A importância estratégica das Ilhas Andaman e Nicobar aumentará
Brasão do Comando Andaman e Nicobar da Marinha Indiana.
O Comando Indiano das Ilhas Andaman e Nicobar monitora o Estreito de Malaca. À medida que a China aumenta as suas actividades submarinas, além de aumentar a vigilância marítima, a Índia terá de reforçar ainda mais as suas capacidades anti-submarino, anti-drone e aeronaves de vigilância P-8I.
A parceria QUAD e Indo-Pacífico será fortalecida
A crescente actividade militar da China poderá fortalecer ainda mais a cooperação QUAD entre a Índia, os EUA, o Japão e a Austrália.
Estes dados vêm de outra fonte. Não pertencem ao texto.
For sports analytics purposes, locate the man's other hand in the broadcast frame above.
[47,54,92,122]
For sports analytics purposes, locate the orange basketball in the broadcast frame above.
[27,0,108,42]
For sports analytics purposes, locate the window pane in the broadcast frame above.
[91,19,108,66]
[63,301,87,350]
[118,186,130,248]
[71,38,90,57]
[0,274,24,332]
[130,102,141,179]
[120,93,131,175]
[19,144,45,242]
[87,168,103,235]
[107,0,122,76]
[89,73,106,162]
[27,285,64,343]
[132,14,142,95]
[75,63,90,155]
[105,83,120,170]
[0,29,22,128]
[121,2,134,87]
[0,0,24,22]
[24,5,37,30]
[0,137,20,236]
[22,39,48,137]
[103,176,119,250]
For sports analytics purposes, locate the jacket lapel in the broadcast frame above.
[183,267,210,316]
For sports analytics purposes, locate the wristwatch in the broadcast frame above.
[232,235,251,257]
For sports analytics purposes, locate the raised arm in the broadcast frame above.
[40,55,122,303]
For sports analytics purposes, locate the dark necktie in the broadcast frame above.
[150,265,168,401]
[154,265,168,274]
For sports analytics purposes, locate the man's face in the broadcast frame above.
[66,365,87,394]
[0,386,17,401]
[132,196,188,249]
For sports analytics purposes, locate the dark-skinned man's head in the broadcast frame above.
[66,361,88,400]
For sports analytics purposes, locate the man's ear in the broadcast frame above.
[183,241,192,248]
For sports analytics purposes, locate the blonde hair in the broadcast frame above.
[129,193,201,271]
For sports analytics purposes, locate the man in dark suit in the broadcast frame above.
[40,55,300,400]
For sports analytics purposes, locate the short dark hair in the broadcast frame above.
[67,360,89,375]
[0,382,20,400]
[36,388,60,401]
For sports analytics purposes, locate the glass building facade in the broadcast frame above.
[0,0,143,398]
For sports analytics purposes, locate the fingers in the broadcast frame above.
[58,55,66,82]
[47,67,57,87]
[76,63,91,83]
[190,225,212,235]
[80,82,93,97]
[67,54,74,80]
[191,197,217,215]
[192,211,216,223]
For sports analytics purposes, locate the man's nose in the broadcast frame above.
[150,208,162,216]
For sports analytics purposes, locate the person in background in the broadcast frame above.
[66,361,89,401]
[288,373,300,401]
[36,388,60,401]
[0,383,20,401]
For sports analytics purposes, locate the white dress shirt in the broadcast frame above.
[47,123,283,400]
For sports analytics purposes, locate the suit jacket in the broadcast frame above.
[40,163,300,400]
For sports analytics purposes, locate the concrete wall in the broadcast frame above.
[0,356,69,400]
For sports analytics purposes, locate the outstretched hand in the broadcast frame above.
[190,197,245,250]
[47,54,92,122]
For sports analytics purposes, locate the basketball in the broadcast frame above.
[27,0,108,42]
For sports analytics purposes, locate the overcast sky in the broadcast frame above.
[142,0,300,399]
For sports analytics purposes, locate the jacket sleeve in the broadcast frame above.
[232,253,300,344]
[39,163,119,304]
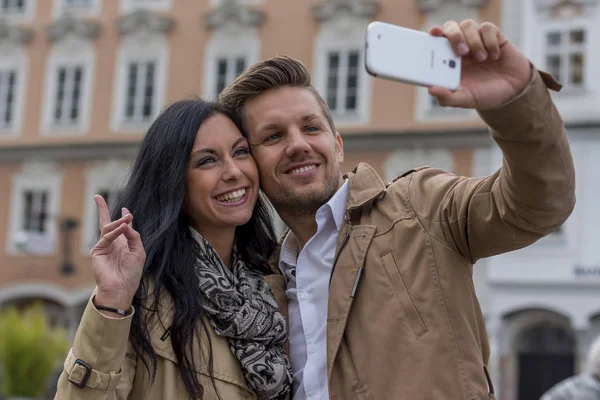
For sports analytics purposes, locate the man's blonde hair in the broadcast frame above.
[219,56,335,132]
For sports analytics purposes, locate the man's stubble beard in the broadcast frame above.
[267,171,341,216]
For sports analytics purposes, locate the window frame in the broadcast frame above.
[203,25,260,100]
[538,18,591,93]
[111,33,169,133]
[6,163,63,256]
[0,0,36,22]
[0,44,29,139]
[40,37,96,136]
[119,0,173,14]
[53,0,102,18]
[313,16,372,127]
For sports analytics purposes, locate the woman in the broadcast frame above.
[56,100,292,400]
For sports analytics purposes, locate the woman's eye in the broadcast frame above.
[196,157,217,167]
[265,133,281,142]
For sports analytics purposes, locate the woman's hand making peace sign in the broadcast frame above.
[90,196,146,317]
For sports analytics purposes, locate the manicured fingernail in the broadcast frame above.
[458,43,469,56]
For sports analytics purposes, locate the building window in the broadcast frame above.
[0,0,35,22]
[0,69,17,131]
[326,50,360,114]
[203,23,260,100]
[0,0,27,14]
[124,61,156,123]
[40,37,96,135]
[53,65,84,125]
[54,0,102,18]
[112,33,169,133]
[215,56,246,95]
[21,190,49,234]
[313,14,372,127]
[7,163,62,255]
[545,28,587,88]
[121,0,173,13]
[0,44,28,138]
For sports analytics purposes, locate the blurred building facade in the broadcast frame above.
[0,0,600,400]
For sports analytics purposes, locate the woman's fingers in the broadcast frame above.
[94,194,110,230]
[123,226,145,257]
[96,221,129,248]
[121,207,133,228]
[100,214,133,236]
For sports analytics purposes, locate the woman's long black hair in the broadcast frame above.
[112,99,276,399]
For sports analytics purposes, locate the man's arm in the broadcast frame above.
[408,66,575,263]
[408,20,575,262]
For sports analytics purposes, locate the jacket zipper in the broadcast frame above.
[329,225,352,288]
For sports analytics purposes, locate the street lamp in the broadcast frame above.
[60,217,79,276]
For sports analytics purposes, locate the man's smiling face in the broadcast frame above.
[243,87,344,214]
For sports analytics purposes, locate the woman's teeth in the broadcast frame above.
[290,165,317,175]
[217,189,246,203]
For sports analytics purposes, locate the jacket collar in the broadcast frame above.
[344,162,386,211]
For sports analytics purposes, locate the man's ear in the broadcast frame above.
[335,132,344,163]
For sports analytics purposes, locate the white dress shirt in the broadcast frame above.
[279,181,348,400]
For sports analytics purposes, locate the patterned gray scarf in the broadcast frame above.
[191,229,292,400]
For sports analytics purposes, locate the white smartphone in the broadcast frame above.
[365,21,461,90]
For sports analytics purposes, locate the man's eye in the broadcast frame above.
[233,147,250,156]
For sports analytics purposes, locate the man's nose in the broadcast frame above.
[285,129,310,157]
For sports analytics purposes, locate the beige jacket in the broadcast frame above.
[55,275,287,400]
[304,70,575,400]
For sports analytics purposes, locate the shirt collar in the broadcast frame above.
[279,179,348,276]
[324,179,348,231]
A segurança marítima, a partilha de informações e a frequência de exercícios marítimos conjuntos poderão aumentar.
Porque é que a China está constantemente a aumentar o seu poder militar?
Segundo os especialistas, a China está a aumentar a pressão sobre Taiwan, quer desafiar a América na região do Pacífico, está a reforçar a dissuasão nuclear e quer aumentar a sua influência militar na região do Indo-Pacífico. Ao mesmo tempo, a China quer mudar o equilíbrio estratégico global através da energia nuclear offshore no futuro.
O que a Índia está fazendo?
Submarino nuclear indiano INS Arighat (arquivo).
A Índia já está a trabalhar para aumentar o seu poder naval. Os passos que a Índia está a tomar nesta direcção incluem o desenvolvimento de submarinos nucleares como o INS Arihant e Arighat, programas de mísseis balísticos K-15 e K-4, aeronaves de vigilância P-8I, expansão do Comando Andaman-Nicobar e exercícios navais conjuntos (Malabar) com os EUA, Japão e Austrália sob o comando QUAD.